Beating Scraper Sites

I've gotten a few emails recently asking me about scraper sites and how to beat them. I'm not sure anything is 100% effective, but you can probably use them to your advantage (somewhat). If you're unsure about what scraper sites are:

A scraper site is a website that pulls all of its information from other websites using web scraping. In essence, no part of a scraper site is original. A search engine is not an example of a scraper site. Sites such as Yahoo and Google gather content from other websites and index it so you can search the index for keywords. Search engines then display snippets of the original site content which they have scraped in response to your search.

In the last few years, and due to the advent of the Google Adsense web advertising program, scraper sites have proliferated at an amazing rate for spamming search engines. Open content, Wikipedia, are a common source of material for scraper sites.

from the main article at Wikipedia.org

Now it should be noted, that having a vast array of scraper sites that host your content may lower your rankings in Google, as you are sometimes perceived as spam. So I recommend doing everything you can to prevent that from happening. You won't be able to stop every one, but you'll be able to benefit from the ones you don't.

Things you can do:

Include links to other posts on your site in your posts.

Include your blog name and a link to your blog on your site.

Manually whitelist the good spiders (google,msn,yahoo etc).

Manually blacklist the bad ones (scrapers).

Automatically blog all at once page requests.

Automatically block visitors that disobey robots.txt.
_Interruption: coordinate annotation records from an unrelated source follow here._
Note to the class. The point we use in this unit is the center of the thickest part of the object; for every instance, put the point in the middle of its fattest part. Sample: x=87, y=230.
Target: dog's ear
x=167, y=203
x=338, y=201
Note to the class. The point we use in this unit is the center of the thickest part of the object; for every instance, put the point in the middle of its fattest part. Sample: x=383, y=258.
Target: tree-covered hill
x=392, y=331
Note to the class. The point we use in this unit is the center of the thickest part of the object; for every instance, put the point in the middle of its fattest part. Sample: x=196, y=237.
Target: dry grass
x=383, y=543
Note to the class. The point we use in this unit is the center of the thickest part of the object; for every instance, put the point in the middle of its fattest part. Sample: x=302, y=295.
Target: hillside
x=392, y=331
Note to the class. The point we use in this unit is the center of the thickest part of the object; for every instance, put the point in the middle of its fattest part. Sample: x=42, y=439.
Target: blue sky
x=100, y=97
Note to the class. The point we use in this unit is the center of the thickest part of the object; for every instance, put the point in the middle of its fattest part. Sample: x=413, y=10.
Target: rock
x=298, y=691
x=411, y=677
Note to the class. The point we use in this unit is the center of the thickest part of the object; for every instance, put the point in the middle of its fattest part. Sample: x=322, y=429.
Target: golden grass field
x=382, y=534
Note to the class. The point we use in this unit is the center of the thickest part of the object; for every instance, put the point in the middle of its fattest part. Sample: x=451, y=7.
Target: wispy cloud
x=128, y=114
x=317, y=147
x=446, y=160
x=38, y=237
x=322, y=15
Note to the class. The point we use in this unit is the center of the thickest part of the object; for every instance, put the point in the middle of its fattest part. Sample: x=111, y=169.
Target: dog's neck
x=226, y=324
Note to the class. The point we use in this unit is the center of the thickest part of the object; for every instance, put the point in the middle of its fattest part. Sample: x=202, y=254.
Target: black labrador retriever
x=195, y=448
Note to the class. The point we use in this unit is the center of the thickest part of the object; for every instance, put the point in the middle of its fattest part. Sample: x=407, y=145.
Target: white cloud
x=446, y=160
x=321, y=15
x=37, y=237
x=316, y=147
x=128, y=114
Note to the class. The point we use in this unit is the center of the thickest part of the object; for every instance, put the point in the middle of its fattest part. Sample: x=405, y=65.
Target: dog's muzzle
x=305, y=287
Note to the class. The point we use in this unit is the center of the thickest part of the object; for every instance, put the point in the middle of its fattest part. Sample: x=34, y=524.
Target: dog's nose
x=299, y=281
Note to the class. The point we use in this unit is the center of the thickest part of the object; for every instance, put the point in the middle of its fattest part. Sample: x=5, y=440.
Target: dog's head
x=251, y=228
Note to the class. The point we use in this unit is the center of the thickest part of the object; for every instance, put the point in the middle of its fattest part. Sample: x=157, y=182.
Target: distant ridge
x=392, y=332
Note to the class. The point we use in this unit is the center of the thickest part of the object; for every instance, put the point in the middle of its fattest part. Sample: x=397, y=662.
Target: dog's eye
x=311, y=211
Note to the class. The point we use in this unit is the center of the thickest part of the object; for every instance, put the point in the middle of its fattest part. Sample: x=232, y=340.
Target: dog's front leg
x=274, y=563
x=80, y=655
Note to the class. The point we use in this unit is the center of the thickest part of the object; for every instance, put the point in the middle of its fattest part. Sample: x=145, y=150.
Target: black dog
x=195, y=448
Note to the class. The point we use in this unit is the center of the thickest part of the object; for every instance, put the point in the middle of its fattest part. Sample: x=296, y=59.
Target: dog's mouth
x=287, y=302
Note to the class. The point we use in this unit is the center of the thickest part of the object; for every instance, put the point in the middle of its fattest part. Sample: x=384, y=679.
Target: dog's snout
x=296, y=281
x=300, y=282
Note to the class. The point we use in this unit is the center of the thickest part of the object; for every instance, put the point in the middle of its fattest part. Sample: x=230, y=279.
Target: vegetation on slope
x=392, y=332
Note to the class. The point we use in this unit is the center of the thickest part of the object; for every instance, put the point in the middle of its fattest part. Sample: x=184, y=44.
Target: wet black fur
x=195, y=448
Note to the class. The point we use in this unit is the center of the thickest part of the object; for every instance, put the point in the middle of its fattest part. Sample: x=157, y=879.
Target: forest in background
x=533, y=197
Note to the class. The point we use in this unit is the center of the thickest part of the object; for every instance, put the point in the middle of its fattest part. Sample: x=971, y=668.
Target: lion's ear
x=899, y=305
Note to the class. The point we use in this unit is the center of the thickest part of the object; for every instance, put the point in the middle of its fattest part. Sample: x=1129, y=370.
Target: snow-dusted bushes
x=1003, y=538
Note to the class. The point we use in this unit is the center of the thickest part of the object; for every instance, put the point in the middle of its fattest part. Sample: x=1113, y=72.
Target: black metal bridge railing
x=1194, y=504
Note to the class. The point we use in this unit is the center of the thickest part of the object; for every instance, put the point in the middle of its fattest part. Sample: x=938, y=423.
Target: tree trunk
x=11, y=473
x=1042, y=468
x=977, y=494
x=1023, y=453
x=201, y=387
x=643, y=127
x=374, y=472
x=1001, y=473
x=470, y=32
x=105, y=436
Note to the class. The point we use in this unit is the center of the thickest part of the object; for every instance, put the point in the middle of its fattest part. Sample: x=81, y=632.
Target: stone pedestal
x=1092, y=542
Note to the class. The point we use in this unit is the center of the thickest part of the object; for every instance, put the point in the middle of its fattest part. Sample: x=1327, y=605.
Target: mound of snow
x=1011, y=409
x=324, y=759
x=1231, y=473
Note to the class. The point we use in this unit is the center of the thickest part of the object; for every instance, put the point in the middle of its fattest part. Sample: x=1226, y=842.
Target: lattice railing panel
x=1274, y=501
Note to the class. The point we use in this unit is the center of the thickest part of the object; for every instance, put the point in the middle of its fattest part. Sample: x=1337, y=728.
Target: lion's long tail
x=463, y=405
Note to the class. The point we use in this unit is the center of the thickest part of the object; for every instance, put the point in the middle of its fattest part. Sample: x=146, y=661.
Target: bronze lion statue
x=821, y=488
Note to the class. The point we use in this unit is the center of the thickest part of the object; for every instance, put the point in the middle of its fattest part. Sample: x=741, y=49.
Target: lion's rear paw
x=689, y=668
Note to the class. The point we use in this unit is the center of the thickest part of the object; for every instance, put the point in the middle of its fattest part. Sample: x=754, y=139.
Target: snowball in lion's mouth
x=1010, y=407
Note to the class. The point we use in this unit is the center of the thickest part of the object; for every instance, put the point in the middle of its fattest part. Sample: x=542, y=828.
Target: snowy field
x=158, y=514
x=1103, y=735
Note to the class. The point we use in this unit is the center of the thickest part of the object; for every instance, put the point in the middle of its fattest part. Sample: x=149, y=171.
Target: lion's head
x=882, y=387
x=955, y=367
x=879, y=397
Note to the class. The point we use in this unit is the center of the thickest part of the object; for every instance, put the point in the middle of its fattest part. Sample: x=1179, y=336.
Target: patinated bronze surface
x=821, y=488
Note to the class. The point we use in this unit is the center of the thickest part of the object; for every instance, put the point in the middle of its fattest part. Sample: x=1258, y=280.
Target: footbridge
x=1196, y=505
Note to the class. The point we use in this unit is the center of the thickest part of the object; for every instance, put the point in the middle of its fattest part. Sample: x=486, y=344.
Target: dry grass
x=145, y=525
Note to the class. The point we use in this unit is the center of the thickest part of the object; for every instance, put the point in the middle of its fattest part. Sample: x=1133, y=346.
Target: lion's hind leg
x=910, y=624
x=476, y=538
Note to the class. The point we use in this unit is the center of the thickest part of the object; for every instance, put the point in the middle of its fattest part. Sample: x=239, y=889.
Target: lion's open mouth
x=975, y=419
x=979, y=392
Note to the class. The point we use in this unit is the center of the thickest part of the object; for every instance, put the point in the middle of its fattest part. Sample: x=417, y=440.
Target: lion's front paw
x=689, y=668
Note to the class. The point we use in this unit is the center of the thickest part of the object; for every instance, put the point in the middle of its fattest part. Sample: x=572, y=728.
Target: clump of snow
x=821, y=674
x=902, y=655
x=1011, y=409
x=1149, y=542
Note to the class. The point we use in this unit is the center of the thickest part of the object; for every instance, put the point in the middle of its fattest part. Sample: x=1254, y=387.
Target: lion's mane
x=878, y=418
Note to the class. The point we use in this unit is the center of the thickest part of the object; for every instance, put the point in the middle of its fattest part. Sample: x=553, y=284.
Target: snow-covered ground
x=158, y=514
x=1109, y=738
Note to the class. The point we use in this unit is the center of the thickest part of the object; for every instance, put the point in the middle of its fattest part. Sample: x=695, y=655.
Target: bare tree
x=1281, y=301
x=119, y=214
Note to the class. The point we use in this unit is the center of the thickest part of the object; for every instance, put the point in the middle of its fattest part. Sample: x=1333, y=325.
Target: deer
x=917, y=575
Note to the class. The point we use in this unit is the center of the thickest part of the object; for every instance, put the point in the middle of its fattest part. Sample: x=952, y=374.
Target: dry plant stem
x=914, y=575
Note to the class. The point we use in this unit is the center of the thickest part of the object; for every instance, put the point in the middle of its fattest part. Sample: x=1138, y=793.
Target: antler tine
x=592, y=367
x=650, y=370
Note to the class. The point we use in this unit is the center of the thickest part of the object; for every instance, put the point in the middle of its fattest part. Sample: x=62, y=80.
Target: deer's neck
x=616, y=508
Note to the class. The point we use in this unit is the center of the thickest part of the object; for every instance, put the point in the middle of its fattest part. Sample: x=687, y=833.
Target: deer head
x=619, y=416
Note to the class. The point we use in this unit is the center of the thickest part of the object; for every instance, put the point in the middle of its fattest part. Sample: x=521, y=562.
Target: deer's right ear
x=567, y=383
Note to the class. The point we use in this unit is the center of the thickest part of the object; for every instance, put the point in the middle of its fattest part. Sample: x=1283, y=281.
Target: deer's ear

Use a spider trap: you have to be able to block access to your site by an IP address…this is done through .htaccess (I do hope you're using a linux server..) Create a new page, that will log the ip address of anyone who visits it. (don't setup banning yet, if you see where this is going..). Then setup your robots.txt with a "nofollow" to that link. Next you much place the link in one of your pages, but hidden, where a normal user will not click it. Use a table set to display:none or something. Now, wait a few days, as the good spiders (google etc.) have a cache of your old robots.txt and could accidentally ban themselves. Wait until they have the new one to do the autobanning. Track this progress on the page that collects IP addresses. When you feel good, (and have added all the major search spiders to your whitelist for extra protection), change that page to log, and autoban each ip that views it, and redirect them to a dead end page. That should take care of quite a few of them.